In Part 1, I shared how I built a voice-first AI tutor using Vapi, Next.js, and GPT-4. It was fast, expressive, and surprisingly helpful.

But it was also... wide open.

No user accounts. No access control. No usage limits. Just a playground.

Now it was time to turn that prototype into a real product — with authentication, protected dashboards, credit-based usage, and a way to know who’s actually using it.

Why Most AI MVPs Fail Without Access Control

Too often, early-stage AI tools ship as flashy demos without real product boundaries.

They impress on launch day — but fizzle fast:

  • No login? You don’t know who your users are.
  • No limits? Users spam GPT-4 at your cost.
  • No structure? Hard to scale or monetize.

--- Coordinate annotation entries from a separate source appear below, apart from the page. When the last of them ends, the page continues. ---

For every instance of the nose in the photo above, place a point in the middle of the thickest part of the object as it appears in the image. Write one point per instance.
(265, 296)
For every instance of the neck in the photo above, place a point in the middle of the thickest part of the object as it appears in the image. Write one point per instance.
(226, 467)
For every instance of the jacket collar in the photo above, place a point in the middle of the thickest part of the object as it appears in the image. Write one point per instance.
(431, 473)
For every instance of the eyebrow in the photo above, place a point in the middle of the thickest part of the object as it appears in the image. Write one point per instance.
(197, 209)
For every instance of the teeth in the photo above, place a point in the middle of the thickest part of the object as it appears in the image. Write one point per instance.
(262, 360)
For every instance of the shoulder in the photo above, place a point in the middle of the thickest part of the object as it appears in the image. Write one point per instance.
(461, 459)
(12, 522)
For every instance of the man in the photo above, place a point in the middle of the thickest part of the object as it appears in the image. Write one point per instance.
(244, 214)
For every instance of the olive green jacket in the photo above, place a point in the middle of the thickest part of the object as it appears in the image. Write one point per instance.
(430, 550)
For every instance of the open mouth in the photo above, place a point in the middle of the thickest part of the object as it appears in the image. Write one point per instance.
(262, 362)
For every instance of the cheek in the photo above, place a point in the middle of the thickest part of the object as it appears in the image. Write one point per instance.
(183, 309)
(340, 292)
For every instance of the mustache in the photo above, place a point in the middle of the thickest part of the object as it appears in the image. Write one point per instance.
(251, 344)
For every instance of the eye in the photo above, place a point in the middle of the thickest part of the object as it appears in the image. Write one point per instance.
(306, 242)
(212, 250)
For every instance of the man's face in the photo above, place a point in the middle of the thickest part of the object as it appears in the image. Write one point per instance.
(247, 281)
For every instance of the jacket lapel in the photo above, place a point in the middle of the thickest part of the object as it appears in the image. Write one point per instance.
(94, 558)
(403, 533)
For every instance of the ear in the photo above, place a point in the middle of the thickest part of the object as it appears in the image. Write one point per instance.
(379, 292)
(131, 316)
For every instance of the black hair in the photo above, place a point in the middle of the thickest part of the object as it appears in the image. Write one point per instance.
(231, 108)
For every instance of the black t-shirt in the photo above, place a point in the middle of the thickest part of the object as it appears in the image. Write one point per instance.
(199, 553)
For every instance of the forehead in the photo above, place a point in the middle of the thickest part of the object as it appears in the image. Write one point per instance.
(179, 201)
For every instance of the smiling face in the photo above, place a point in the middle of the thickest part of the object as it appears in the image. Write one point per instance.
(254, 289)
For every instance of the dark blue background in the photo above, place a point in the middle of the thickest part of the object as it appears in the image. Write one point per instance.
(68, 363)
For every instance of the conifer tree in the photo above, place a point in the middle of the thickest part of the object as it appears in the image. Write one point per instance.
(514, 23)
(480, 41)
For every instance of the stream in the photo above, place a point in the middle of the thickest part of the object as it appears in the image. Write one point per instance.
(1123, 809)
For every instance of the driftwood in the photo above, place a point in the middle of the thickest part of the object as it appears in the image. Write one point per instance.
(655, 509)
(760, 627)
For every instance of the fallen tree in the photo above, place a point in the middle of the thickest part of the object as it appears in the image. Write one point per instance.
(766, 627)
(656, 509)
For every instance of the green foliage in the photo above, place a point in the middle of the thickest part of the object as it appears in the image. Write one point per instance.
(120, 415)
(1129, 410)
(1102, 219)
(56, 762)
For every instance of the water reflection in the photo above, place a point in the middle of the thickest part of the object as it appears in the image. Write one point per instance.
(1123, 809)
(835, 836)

If you're building AI-first tools, productizing GPT isn't optional. The most successful AI apps treat access, usage, and UX as first-class features — not afterthoughts.

That’s what I set out to do next.

What I Needed to Ship

To turn Learnflow AI from demo to SaaS, I needed:

  • Authentication — signup, login, logout
  • Protected routes — dashboard, companions, sessions transcripts
  • User records — to track sessions and credit usage
  • Usage limits — to prevent abuse and encourage upgrades

Here's how I made that happen using Kinde for authentication, and Convex for backend logic + real-time data.

Why This Stack?

Concern Tool Why I Chose It
Auth + Billing Kinde Built-in auth, Google login, and billing APIs in one place
Real-time backend Convex Reactive data, serverless logic, TypeScript-native
Route protection Next.js App Router middleware makes gating simple
Usage tracking Convex Easy credit logic using document database

Bonus: Both tools are free to start, so I could move fast and test real usage.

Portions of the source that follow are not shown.